Celebrity chef. Judge on My Kitchen Rules. Cooking disruptor care of his love of guerilla dining (pop-up restaurants or dinner parties in random locations, in case you’re wondering). British-born chef Darren Robertson has marked his career with plenty of unlikely antics, all delivered with his disarming grin. Robertson is co-owner of Three Blue Ducks in Bronte, Rosebery and Byron Bay (The Farm Byron Bay), where he now lives with meteorologist and media personality fiancée Magdalena Roze and their son, Archie. And if that wasn’t enough, he’s just launched Rocker, a neighbourhood restaurant and bar in Bondi.

But, even with all those achievements, he’d never been to Broome. An invitation to cook on the soft sands of Cable Beach in September changed that. The headline event at the town’s Shinju Matsuri festival of the pearl had him packing his bags and inviting not only his family, but his in-laws as well.

After serving pearl meat and other delights at the glamorous but typically barefoot long table dinner, he took to exploring. Here are Darren’s hot tips on where to eat and what to do in Broome.


This was your first trip to Broome – how would you describe it to someone who hasn’t yet been?

Broome is interesting because it’s the last stop before a crazy road trip through the Kimberley where there’s not much in the way of human interaction, which is quite nice. There are locals, foodies, travellers, people from all walks of life and the planes fly so low over town to the airport, they land on your head, pretty much. There’s a good little film scene, heaps of cafes, restaurants, and loads of natural beauty. I was genuinely blown away. It made me think, we all travel to weird and wonderful places around the world, but this is just here.

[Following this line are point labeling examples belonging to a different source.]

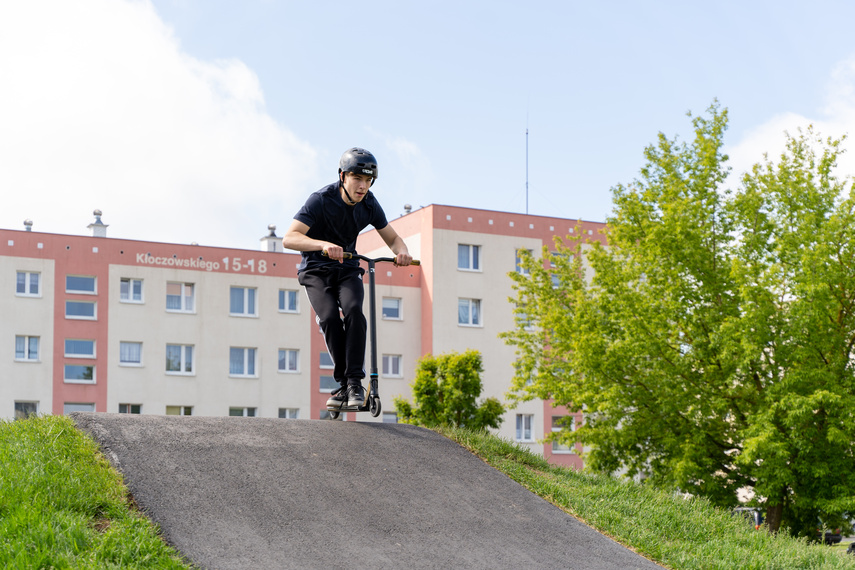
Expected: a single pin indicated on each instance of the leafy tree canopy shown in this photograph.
(711, 350)
(445, 391)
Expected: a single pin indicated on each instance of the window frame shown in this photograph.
(182, 362)
(182, 296)
(400, 309)
(470, 304)
(132, 364)
(387, 371)
(249, 297)
(128, 297)
(519, 433)
(283, 298)
(93, 304)
(517, 267)
(473, 257)
(249, 365)
(28, 285)
(27, 356)
(288, 352)
(560, 447)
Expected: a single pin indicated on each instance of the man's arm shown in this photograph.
(396, 244)
(295, 238)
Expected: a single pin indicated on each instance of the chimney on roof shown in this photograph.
(99, 228)
(271, 242)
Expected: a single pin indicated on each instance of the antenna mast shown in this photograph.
(526, 171)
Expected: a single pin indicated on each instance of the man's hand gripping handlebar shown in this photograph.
(348, 255)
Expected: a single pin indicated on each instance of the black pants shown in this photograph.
(331, 288)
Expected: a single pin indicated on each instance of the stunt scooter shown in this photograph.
(372, 402)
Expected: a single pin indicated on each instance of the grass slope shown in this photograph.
(671, 530)
(63, 506)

You had a pretty busy lead up with the opening of Rocker in June – how did Broome work as a relaxing escape?

Mags had been to Broome before and she was saying there’s something magical or energetic that just draws you in. I’m a fairly busy guy. I definitely don’t slow down much. But it happened on the last day: I felt completely relaxed. It was only momentary, but I got there.


Favourite touristy experience?

The Horizontal Falls flight was just phenomenal and the highlight for me. Flying over the vast landscape from Broome and seeing that there’s very little there, in terms of what we’re used to. It puts into perspective the vastness of Australia. We flew over a couple of pearl farms and stopped at Cape Leveque to see the red cliffs, and we got out in a boat at Cygnet Bay to experience the tidal flows and natural whirlpools. We saw turtles and whales – it was amazing. Having a few, quite rare, days off, I would have been happy to spend the day in bed, but I’m so pleased I did it.

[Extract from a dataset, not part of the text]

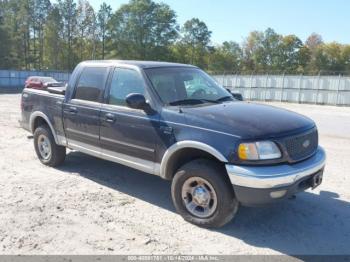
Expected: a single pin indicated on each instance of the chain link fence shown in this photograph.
(320, 89)
(325, 90)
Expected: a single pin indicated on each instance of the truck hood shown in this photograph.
(247, 120)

Has Broome’s food scene inspired anything back home at the Three Blue Ducks?

It happens without me knowing. There’s a Japanese influence or undercurrent in my cooking. The trip has reignited that a little bit. It’ll be interesting to see what comes out when I write the next menu for Three Blue Ducks. Cooking for the outdoor dinner on Cable Beach was very enjoyable. It made me want to do more outdoor cooking, like I used to.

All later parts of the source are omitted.